La prótesis combinada une una parte fija sobre los dientes remanentes y una removible anclada a ella mediante ataches. Nace para resolver la limitación estética más evidente de la esquelética: el retenedor visible.

La ventaja es real pero tiene un coste que no es solo económico. Un atache de precisión es un dispositivo mecánico con tolerancias de centésimas de milímetro, y como tal exige mantenimiento programado.
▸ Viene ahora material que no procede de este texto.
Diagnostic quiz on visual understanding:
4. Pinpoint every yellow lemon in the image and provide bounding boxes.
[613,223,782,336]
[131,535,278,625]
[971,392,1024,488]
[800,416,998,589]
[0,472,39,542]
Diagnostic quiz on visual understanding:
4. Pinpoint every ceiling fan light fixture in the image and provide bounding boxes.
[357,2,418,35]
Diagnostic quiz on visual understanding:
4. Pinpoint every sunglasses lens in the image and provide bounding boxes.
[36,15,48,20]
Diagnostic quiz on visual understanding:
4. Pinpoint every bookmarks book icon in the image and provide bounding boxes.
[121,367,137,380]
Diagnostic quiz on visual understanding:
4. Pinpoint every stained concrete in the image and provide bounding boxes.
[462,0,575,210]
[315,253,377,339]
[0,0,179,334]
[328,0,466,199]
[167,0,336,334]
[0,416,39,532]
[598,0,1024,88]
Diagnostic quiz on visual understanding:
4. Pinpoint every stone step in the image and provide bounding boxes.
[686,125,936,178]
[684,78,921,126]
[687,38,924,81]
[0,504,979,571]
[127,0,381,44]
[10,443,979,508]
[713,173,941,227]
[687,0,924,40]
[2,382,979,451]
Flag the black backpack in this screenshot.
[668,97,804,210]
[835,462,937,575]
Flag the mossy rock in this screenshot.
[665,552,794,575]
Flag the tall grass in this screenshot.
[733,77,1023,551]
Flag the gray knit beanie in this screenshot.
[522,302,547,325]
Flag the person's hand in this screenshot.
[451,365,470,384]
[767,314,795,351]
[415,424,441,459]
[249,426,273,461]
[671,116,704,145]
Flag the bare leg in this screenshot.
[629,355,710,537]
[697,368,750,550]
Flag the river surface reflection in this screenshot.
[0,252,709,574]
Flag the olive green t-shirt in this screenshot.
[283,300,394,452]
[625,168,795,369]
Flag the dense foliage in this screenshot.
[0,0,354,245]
Los ataches se clasifican por su posición respecto a la corona. Los intracoronales se alojan dentro del contorno del pilar: no añaden volumen ni transmiten palanca, pero exigen un tallado más invasivo para crear el espacio.

Los extracoronales sobresalen del contorno. Son menos invasivos sobre el diente pero crean un brazo de palanca que descarga sobre el pilar fuerzas no axiales, y por eso se prefieren sobre pilares ferulizados.

El espacio vertical disponible es el condicionante que a menudo decide por nosotros. Un atache intracoronal exige al menos 4 milímetros de altura y unos 2,5 de anchura, y en un premolar corto ese espacio sencillamente no existe.

Medirlo antes de tallar evita la peor situación: pilares ya tallados y un atache que no cabe.

El paralelismo entre ataches es un requisito absoluto, y distingue esta técnica de todas las demás. Dos ataches no paralelos impiden la inserción, o la permiten solo forzando, y esa fuerza se descarga sobre los pilares en cada retirada.

Por eso el fresado se realiza en el laboratorio con el paralelizador, y por eso un caso con ataches no tolera modificaciones posteriores hechas a mano alzada.

El mantenimiento es la parte que menos se comunica y la que determina la satisfacción a distancia. Los elementos retentivos se desgastan: las matrices de nailon deben sustituirse periódicamente, las metálicas reactivarse.

Un paciente al que no se le ha explicado que el atache requiere mantenimiento vuelve a los dos años con una prótesis que no sujeta, convencido de que el trabajo era defectuoso. El trabajo era correcto: faltaba la información.

Los sistemas telescópicos son una alternativa que merece consideración. La retención nace del rozamiento entre dos cofias cónicas, sin elementos de nailon que sustituir, y la fuerza se regula modificando la conicidad.

Cuestan más y exigen mayor precisión de laboratorio, pero distribuyen la carga por toda la superficie del pilar en vez de concentrarla en un punto, y pueden restablecerse sin sustituir componentes.

En síntesis: los ataches resuelven la estética pero exigen espacio vertical, paralelismo riguroso y mantenimiento anunciado al paciente. Un sistema de precisión descuidado rinde menos que un retenedor bien diseñado, y cuesta mucho más.